Is there a way to iterate through a pandas column and remove certain characters?-CodePudding

Sample data:

/SomeText/2016-11-11
/SomeText/2016-11-11/13.40.48
/SomeText/15.T-06-26/00.00.00

I tried to compile a list of regex patterns but it was not working. I am not well skilled with regex patterns. What I am trying to do is make a list of regex patterns that matches anything after:

/SomeText/

and remove it from the column and store the new results in a new pandas column.

CodePudding user response：

There are various options but I believe best practice is to use pd.apply().

So you want to create a function to apply to every row in a column and then apply it to that column such as:

df = df["<column_name>"].apply(lambda x: re.sub(r"\/[a-zA-Z]*\/", "", x))
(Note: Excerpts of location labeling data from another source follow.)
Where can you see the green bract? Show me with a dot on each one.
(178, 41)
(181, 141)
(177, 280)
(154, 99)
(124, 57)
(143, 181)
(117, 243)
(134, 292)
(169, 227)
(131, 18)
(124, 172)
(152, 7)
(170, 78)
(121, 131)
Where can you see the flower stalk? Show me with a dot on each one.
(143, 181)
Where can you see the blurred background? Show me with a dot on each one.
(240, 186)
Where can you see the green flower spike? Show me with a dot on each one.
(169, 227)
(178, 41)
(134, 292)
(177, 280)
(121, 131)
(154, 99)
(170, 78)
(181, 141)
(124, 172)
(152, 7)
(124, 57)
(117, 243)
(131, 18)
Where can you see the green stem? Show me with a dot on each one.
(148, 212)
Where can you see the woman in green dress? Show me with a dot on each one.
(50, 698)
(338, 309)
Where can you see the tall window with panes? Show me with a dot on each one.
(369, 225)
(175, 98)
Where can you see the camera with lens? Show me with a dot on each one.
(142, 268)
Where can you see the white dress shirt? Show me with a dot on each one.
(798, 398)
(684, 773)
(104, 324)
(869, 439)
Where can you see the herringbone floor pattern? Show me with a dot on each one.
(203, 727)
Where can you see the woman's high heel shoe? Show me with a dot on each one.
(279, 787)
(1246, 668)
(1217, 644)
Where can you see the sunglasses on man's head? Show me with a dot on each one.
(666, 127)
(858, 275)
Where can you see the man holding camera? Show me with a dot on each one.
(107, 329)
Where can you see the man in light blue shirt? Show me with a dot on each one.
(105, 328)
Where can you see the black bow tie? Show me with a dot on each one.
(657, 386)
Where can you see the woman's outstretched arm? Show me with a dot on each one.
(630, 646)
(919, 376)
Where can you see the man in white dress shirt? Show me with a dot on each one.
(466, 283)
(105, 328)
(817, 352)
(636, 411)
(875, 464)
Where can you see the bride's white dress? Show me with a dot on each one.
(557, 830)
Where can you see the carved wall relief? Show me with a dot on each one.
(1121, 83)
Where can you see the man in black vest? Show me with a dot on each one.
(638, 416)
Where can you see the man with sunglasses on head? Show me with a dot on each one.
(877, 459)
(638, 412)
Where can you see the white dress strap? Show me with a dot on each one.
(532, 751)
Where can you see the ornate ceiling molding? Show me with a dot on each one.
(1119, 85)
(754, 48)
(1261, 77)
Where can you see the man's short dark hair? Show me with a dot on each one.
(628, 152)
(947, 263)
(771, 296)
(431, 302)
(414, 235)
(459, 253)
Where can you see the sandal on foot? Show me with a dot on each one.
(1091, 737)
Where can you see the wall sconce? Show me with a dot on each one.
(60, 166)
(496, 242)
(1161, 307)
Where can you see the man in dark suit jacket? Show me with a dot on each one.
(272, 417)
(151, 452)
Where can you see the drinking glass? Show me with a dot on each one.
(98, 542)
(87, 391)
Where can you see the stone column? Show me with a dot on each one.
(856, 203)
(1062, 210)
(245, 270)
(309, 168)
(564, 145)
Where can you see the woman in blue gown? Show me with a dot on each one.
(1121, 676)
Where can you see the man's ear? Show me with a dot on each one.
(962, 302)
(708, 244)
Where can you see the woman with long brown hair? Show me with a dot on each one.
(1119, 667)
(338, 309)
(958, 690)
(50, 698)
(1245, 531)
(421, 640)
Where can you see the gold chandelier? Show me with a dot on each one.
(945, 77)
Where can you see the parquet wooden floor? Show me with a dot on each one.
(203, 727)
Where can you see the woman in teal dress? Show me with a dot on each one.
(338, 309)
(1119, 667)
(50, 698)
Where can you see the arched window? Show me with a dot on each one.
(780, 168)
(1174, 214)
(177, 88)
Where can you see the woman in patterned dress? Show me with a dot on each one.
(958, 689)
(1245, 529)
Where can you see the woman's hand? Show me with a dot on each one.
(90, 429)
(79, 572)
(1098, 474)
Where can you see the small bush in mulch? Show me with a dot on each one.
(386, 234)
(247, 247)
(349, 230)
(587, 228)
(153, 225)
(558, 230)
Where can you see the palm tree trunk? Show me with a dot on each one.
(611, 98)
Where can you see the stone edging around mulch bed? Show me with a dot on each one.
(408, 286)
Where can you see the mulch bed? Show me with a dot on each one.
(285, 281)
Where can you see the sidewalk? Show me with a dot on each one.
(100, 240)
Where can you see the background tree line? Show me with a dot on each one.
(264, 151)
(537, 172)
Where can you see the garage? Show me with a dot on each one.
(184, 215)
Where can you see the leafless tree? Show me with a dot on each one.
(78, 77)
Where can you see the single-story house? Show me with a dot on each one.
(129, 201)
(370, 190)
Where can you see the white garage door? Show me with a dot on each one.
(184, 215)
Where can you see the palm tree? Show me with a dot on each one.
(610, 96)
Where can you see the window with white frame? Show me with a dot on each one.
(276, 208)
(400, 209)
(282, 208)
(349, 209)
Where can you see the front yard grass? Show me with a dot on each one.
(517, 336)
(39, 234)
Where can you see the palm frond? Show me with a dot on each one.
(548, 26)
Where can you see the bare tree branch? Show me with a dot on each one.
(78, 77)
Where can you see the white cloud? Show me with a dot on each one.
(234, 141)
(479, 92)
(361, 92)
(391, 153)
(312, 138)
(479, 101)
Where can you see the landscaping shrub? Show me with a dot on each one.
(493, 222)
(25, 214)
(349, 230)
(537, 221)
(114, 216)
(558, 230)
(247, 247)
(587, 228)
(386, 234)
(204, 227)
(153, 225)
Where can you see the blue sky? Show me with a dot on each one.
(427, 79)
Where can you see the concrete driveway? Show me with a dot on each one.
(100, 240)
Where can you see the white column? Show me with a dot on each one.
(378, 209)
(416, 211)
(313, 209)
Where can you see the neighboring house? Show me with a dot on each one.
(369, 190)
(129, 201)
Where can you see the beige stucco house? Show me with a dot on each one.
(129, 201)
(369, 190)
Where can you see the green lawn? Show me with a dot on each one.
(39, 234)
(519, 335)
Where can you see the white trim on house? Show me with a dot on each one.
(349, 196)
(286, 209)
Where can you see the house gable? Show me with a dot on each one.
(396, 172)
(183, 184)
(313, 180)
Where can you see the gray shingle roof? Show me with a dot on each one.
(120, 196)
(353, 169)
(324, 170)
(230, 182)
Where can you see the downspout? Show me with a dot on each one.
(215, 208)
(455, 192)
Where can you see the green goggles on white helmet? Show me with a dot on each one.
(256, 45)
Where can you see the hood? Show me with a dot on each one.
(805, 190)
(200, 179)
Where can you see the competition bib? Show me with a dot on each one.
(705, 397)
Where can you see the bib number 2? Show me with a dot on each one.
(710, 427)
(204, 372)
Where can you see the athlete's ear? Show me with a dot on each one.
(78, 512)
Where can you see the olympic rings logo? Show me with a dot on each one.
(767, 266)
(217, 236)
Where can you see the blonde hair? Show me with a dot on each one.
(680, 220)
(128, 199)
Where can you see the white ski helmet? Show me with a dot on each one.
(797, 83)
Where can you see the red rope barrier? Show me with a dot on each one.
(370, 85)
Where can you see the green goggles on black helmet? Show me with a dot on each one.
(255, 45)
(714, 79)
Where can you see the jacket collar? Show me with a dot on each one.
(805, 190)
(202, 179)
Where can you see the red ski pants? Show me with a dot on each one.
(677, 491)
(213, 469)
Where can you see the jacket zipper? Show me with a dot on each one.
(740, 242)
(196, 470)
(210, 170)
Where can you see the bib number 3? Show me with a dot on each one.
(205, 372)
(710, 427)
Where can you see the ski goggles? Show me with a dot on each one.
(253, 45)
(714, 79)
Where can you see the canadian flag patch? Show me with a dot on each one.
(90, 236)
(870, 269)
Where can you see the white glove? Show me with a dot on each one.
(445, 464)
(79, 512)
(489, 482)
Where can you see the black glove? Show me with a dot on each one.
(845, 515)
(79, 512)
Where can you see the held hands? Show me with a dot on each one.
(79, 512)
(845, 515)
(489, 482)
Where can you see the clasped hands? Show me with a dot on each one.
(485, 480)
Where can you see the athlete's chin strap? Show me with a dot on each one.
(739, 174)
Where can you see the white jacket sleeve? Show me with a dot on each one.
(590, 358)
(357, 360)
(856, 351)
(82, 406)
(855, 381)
To explain what this is doing, it's applying a one time function...

(lambda x:re.sub(r"\/[a-zA-Z]*\/", "", x)

to every x in the column that is supplied.

The re.sub bit is matching a forward slash (with "/") then any number of letters (with "[a-zA-Z]*"), and then another forward slash. It is replace anything that matches this with an empty string.

CodePudding user response：

The correct regex to match "/SomeText/" is \/SomeText\/. Note that I am assuming here that you do have a specific string you want to clean out -- rather than cleaning out all alphabetic characters, etc.

Let's say your data is stored in a column called "orig" of dataframe df. You can separate out "/SomeText/" and the text that follows like this:

df['orig'].str.extract(r"(\/SomeText\/)(.*)")

CodePudding user response：

Use str.extract:

df = pd.DataFrame({'Text': ['/SomeText/2016-11-11', 
                            '/SomeText/2016-11-11/13.40.48',
                            '/SomeText/15.T-06-26/00.00.00']})

df['Text'] = df['Text'].str.extract(r'(.*SomeText)/')
print(df)

# Output:
        Text
0  /SomeText
1  /SomeText
2  /SomeText